The quarterly survey, conducted by Harris Interactive and released by the U.S. Chamber of Commerce, asked businesses how much they agreed with the statement "Higher energy prices pose an immediate threat to the success of my business." Forty-one percent said they strongly agreed, and 37 percent said they somewhat agreed, for a total of 78 percent. (Just 4 percent strongly disagreed, 7 percent somewhat disagreed, and 11 percent were neutral.)
Gas prices as small business owners' top concern more than doubled, hitting 24 percent last month from just 10 percent three months ago, according to the U.S. Chamber Small Business Outlook Survey.
The nationwide average gas price for regular is $3.91, up $0.07 from a month ago and up $0.08 from a year ago.

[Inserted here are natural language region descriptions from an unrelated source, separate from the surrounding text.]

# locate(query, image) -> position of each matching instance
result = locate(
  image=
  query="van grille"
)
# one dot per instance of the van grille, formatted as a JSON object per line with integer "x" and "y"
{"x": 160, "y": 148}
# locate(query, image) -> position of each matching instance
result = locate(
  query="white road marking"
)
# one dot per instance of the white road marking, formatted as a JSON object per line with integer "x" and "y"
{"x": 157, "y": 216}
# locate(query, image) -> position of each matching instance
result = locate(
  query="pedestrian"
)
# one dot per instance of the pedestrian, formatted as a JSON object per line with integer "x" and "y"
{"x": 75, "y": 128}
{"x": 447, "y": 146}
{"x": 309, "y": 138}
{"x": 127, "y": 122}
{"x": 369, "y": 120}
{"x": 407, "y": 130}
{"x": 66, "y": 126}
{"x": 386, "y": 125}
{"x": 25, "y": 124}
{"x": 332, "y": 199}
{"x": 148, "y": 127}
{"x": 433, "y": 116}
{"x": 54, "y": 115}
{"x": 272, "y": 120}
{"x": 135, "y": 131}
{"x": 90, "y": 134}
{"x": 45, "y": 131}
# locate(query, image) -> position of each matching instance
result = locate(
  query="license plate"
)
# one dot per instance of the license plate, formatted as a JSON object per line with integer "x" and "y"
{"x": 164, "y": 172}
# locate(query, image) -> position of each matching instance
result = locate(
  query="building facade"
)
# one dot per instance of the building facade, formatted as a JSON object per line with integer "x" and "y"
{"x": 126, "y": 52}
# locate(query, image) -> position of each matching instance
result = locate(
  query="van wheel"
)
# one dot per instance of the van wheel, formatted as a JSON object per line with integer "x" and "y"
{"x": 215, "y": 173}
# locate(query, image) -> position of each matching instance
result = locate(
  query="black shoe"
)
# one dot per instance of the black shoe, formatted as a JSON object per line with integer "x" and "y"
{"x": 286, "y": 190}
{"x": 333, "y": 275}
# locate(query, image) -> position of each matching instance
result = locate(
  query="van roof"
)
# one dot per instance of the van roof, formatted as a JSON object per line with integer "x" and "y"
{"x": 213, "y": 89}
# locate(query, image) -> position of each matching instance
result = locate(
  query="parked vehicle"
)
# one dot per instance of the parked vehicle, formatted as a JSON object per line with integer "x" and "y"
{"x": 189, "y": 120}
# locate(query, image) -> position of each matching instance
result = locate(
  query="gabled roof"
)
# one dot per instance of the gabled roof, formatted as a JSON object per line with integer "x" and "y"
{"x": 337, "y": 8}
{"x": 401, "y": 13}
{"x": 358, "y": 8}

The survey also found that concerns about overregulation are the highest in a year, with more than half of businesses (52 percent) citing it as the top threat to their businesses' survival. That's up nine percentage points since last June.
The survey found that small-business confidence grew in the first quarter–there's been a 7 percent increase since January–but that firms are still not hiring. Just 22 percent plan to add jobs in the coming months, and 30 percent laid off workers in the past year.
“This survey confirms that slow gains in economic growth are being undermined by uncertainty over rising gas prices, an onslaught of pending regulations, and stalled pro-growth bills in Congress,” says Martin Regalia, the Chamber’s chief economist. “To deliver long-term confidence to small businesses, Washington should act to provide certainty and enact regulatory reform that will boost their ability to grow.”
Other report findings: Nearly all small businesses (97 percent) said a presidential candidate's support for the free enterprise system was important, with 84 percent saying it was "very important." Almost as many small firms (92 percent) think it should be the business community leading economic recovery, as opposed to the federal government (8 percent).
Entrepreneurs think all the lawmakers in Washington are problematic, but they've zeroed in on Democrats: Close to half of respondents approve of the job the House Republican Majority is doing; just 8 percent approve of the Democratic majority in the Senate. Just 16 percent of small businesses approve of the job Obama is doing.